The EU has the AVMS directive (lots of posts here), and it allows nations to avoid State Aid-rule based limitations on this activity – examples here. The UK has always had a strategy-in-a-box that has achieved this thanks to a variety of obligations to fund, produce, commission, and show UK content for UK audiences (and the regional equivalent), in the fact that we have the BBC and Channel 4 as incubators.
However, this should particularly worry us at the moment because….
- The UK is no longer in the EU – so those defences and – (if UK productions are reclassified as not being European Works) markets may disappear
- Our backup plan for this – use the BBC and C4 – may be ‘defunded’ in a variety of ways
- The combination of skills-gaps and burgeoning expansion for drama production in the UK may result in UK commissions being priced out of the market
This week’s Pact Census figures showing UK Commissions in headlong decline may prove to be a glimpse of the state of things to come…
But, it’s worth bearing all of this in mind when thinking about the campaigns that are uncomplicatedly ones about diversity of voice. In this article from Variety – ‘They Are Our Stories to Tell’: How Producers of Color Are Fighting for Their Seat at the Hollywood Table”, we see a point made that everyone is very familiar with at the moment. When stories about different social and ethnic groups are told “through the lens of a white creator …. the nuance and culture of those being portrayed is lost or misrepresented.”

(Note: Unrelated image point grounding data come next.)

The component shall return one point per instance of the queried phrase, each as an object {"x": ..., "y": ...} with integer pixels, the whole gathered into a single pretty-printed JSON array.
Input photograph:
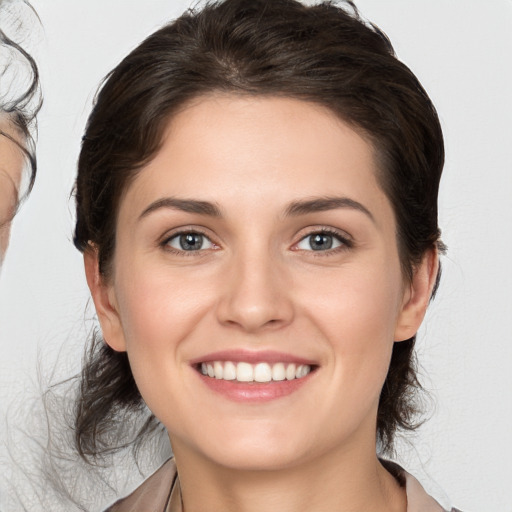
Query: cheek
[{"x": 357, "y": 313}]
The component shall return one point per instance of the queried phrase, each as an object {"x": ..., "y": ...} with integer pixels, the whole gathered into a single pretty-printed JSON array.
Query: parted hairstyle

“Kourtney Kang, (How I Met Your Mother, Fresh Off the Boat, Doogie Kameāloha, M.D.) says that diversity in the production process is still treated like a chore rather than an essential component.
“When we talk about diversity, it’s almost treated like eating your vegetables. It’s something you have to do,” she says. “We need fresh perspectives and new voices. We’ve told all these same stories over and over. And now, why not tell them through a different lens and make the entertainment more specific, and more interesting, which is ultimately better for business?””
This is an argument that has huge appeal – even UK conservatives are keen that Brits need stories set in the UK writen by our own writers, performed by actors with accents that we use ourselves. UK audiences may be more demanding than audiences anywhere else – and diversity is an argument that – in this case – unites.